生産馬によるJRA重賞勝利は2023年の京都ハイジャンプ(JG2)(優勝馬ダイシンクローバー)に続くもの。平地重賞では2013年のフェアリーS(G3)(同クラウンロゼ)以来の重賞勝利となった。
この日、上井武光代表は牧場事務所のテレビで、普段は苦楽を共にするスタッフとレースを観戦していたそうだ。「ダイシンクローバーが頑張ってくれていますが、平地重賞は昨年夏の小倉記念(G3)(ヴェローナシチー)以来のこと。幸い、前走で勝たせてもらいましたが今回は相手も強くなって、人気もありませんでしたのでとにかく無事に。調教でも良い動きをしていたそうなので、先々につながるようなレースをして掲示板に載ってくれたら嬉しいなという思いでした。もちろん、応援に行きたいという気持ちもありましたが、この時期は出産を控えた繁殖牝馬がたくさんおりますので」と少々照れたように話してくれた。
レースでは、ややあおり気味のスタートから後方待機。4角手前から馬群を縫うように進出した。
「道中の手応えも良く、4角を回ってからの脚色が良かったので、これは…」という生産者の期待に応えるように一完歩毎に前を行く馬との差を詰め、そして嬉しい先頭ゴールイン。「最後の直線はスタッフと大盛り上がりでした。厩舎の方々がしっかりと仕上げてくれて、そしてジョッキーが馬の力を引き出してくれました」と笑顔で感謝の言葉を重ねた。
ニシノエージェントの母ビクトリアスマイルは2021年に(株)ジェイエス主催繁殖馬セールで上井武光さんが購入した。その時に受胎していたのが、のちのニシノエージェントだ。

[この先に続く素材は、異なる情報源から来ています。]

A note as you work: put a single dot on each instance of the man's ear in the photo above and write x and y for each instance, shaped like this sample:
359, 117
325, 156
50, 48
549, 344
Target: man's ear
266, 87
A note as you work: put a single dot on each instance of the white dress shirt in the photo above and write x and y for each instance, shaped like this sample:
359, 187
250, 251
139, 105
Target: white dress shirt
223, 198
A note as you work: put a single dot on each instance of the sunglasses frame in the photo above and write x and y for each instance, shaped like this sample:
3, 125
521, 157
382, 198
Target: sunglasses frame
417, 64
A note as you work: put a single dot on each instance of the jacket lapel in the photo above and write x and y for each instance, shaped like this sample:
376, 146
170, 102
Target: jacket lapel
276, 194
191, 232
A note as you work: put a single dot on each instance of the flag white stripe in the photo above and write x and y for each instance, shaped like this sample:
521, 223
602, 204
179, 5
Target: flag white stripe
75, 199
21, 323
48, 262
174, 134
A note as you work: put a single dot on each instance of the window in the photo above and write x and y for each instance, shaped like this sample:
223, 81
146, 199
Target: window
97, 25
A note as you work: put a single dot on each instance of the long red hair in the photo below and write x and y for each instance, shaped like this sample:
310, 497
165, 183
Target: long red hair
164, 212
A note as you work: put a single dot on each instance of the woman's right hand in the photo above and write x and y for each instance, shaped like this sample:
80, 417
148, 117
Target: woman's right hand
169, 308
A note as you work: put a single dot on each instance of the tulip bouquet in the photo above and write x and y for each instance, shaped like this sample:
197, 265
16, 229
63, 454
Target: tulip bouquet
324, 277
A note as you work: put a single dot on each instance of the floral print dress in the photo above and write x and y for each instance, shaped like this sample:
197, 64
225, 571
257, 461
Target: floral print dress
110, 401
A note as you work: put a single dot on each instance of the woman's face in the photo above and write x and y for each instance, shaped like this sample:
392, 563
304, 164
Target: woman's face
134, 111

「桜花賞馬マルセリーナや、ヒートオンビート、グランデッツァ、ラストドラフトなどが名を連ねる血統に魅力を感じ、実際に見た馬体も良かったのでせりに参加しました。予算内で買うことが出来て良かったです。ラッキーでした」とまた笑顔。
生まれた仔は「骨格もしっかりしていて、馬格にも恵まれていました。手のかからない性格で、ここでお話しできることがないくらい順調に育ってくれた馬でした」。すぐに西山オーナーの代理人の目に留まり「当場にいたのは当歳の秋までです。京成杯(G3)というタイトルももちろん嬉しいですが、この勝利で皐月賞(G1)、日本ダービー(G1)に向かうことができるのが嬉しい。これまで牝馬のクラシックや菊花賞(G1)は出走経験がありますが、もし仮にこのまま無事に出走できれば、それは牧場にとって初めての事なのです。丈夫に育ててくれた中期育成の牧場、西山牧場の方々のおかげです」と声を弾ませた。
「出走が叶ったなら、ぜひ応援に行きたいと考えています。そのためにもまずは無事に。そして出走できたなら、悔いがないようなレースをして欲しい」と期待に胸を膨らませている。